The addressee here is the father in the title, whose staying in Ireland left his son fatherless in America, loved at a distance. Now, the arrival of Dougherty’s first child prompts the collection of letters to his father which makes up the memoir.

The letters combine grief, humour, anger, reconciliation, and, perhaps most importantly, recovery:

I am suddenly alive to the idea that I could pass on this immense inheritance of imagination and passion if only I could work up the courage to claim it for myself.”

First, however, his recollections must pierce the soul: all too brief moments of visiting his father and the tears that followed; and the abandonment and broken endurance of his heroic mother. “Your curse was in being so easy to love,” Dougherty tells his father, and it is that same love that compelled his mother to try to hold on to the Irish songs and stories, the political commitments, and even the language.

Despite the real hardship and the literary risks of the letter form, Dougherty never collapses into self-pity or sentimentality; his bigger themes wouldn’t allow it, anyway. He skilfully uses his own story to tell a more important one about the culture and its degradation. His insights are remarkable and convincing.
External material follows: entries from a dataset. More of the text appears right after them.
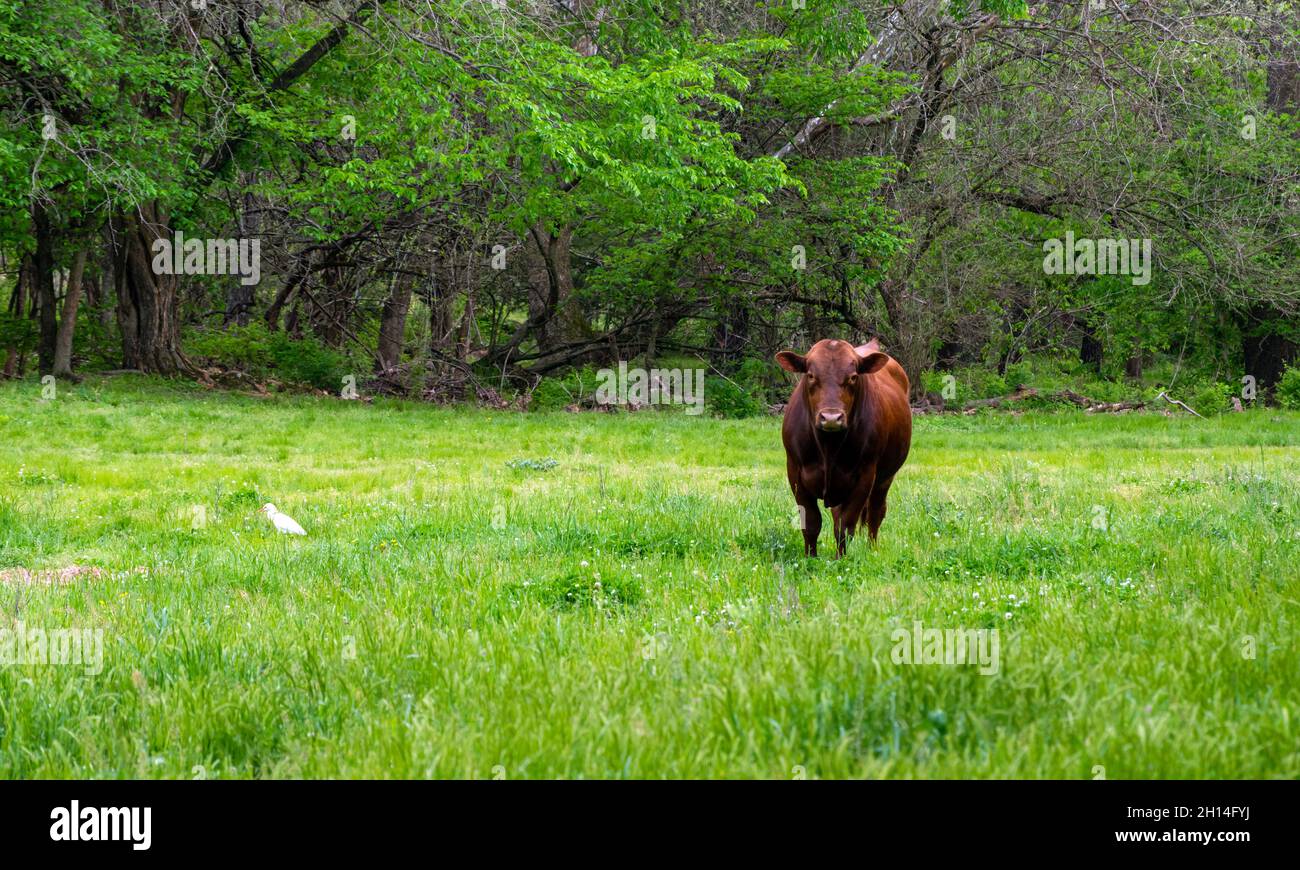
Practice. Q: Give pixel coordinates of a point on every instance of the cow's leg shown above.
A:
(876, 507)
(811, 515)
(852, 511)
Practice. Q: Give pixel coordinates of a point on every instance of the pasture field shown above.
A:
(501, 594)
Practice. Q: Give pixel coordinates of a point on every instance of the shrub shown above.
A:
(557, 393)
(307, 362)
(729, 399)
(258, 351)
(1288, 388)
(1210, 397)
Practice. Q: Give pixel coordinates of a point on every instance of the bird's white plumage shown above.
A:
(284, 523)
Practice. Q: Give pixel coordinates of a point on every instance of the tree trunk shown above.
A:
(68, 323)
(17, 310)
(393, 324)
(550, 299)
(147, 303)
(1090, 347)
(43, 281)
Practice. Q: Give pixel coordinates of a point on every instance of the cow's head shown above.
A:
(832, 379)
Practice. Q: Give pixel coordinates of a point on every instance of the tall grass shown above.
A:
(640, 607)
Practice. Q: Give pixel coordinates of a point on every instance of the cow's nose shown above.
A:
(830, 420)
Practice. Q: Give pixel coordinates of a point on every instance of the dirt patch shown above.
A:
(59, 576)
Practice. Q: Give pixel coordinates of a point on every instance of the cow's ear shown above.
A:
(871, 363)
(792, 362)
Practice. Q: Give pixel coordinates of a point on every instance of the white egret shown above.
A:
(284, 523)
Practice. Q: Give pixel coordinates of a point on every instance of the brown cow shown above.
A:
(846, 433)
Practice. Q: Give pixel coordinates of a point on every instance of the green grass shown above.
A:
(640, 607)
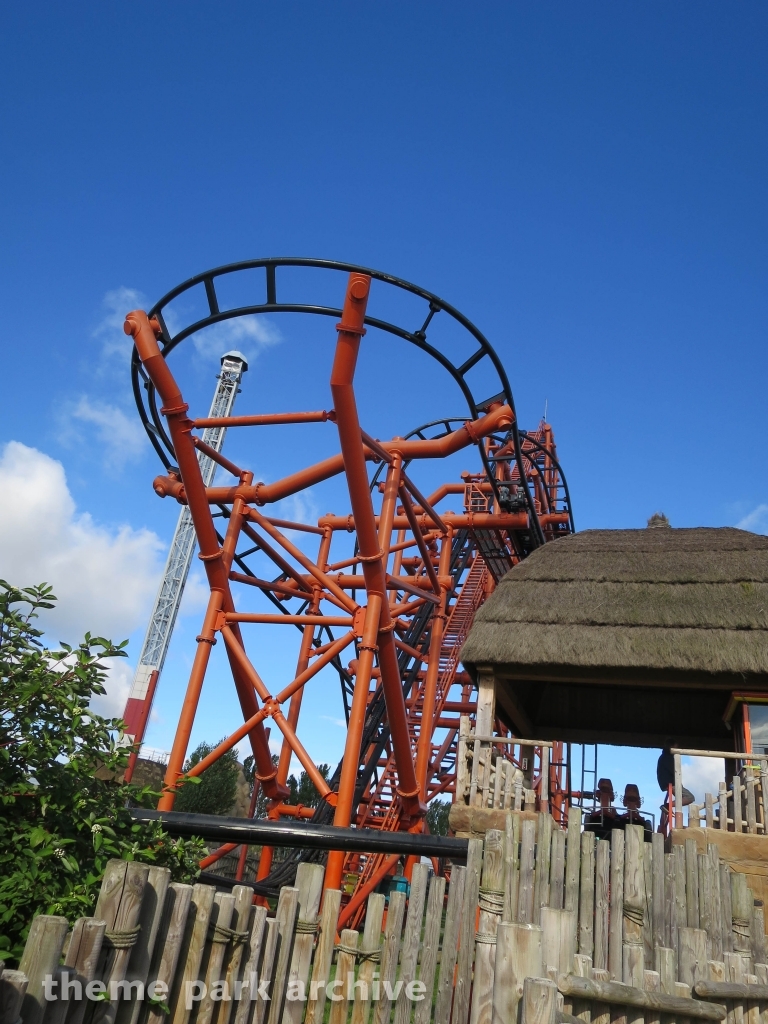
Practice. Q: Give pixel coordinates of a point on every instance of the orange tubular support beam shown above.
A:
(350, 331)
(399, 579)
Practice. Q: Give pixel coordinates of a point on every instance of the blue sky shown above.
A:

He contemns what he calls the myth of liberation: the combination of self-absorption and self-delusion by which his generational cohort has lived and suffered. This has led to the desecration of community and family institutions and their replacement with a focus on the self, who is always right. The preferred cliché, nowadays at least, is the exhortation to speak and live your truth, which is risible at first glance and nerve-wracking at the second.

Reflecting on the death of his mother, Dougherty ties this social deformation to his own mourning and anger:

I was furious too at the ambivalence of our culture in the face of her death. This myth of liberation was like a solvent that had slowly and inexorably dissolved any sense of obligation in life. It dissolved the bonds that held together past, present, and future. It dissolved the social bonds that hold together a community, and that make up a home.”

For Dougherty, one part of the solution to this crisis is a return to the nation, and he finds solace and inspiration in the thought and words of Patrick Pearse, the teacher and revolutionary of the 1916 Easter Rising. Pearse averred:

We must accustom ourselves to the thought of arms, to the sight of arms, to the use of arms. We may make mistakes in the beginning and shoot the wrong people; but bloodshed is a cleansing and a sanctifying thing, and the nation which regards it as the final horror has lost its manhood. There are many things more horrible than bloodshed; and slavery is one of them.”

How easy it is to imagine such words shrivelling the tongue of some sanctimonious fool, the one who loathes the mere idea of borders, his nation, and, in the end, himself. We live in a time when speaking in defence of one’s inheritance is something like bad manners, and even the use of the word manhood is a social solecism. One easily notices a reproach in Pearse’s words, and we would do well to reflect on it.

For Dougherty, this reproach from the past means doing away with our present conception of the nation as mere administration, as a rank in terms of GDP or policy success or whatever. It means a recognition of what his father has truly left him – Ireland, with all its wonder and complexity. It means remembering that a nation has a soul, and we are haunted by its ghosts: our fathers and grandfathers from whom we inherit a tradition, as well as a responsibility to pass it on. It means that in such an act, sacrifice may be called for, and it should be given joyfully.

Some of these are old ideas, and we have forgotten them. That is why, in Dougherty’s arresting prose, they seem very much alive: “To dance up to the idea of idolatry, you might say the life of a nation proceeds from the father and the son.”

My Father Left Me Ireland should be read widely and thoughtfully, as both an example of outstanding memoir and, more importantly, as a political intervention: perhaps our etiolated debate over the nation and its soul can be brought back to life.

My Father Left Me Ireland

by Michael Brendan Dougherty
(Sentinel / Penguin Books)

My Father Left Me Ireland: An American Son’s Search For Home was published in April of 2019 by Penguin Books.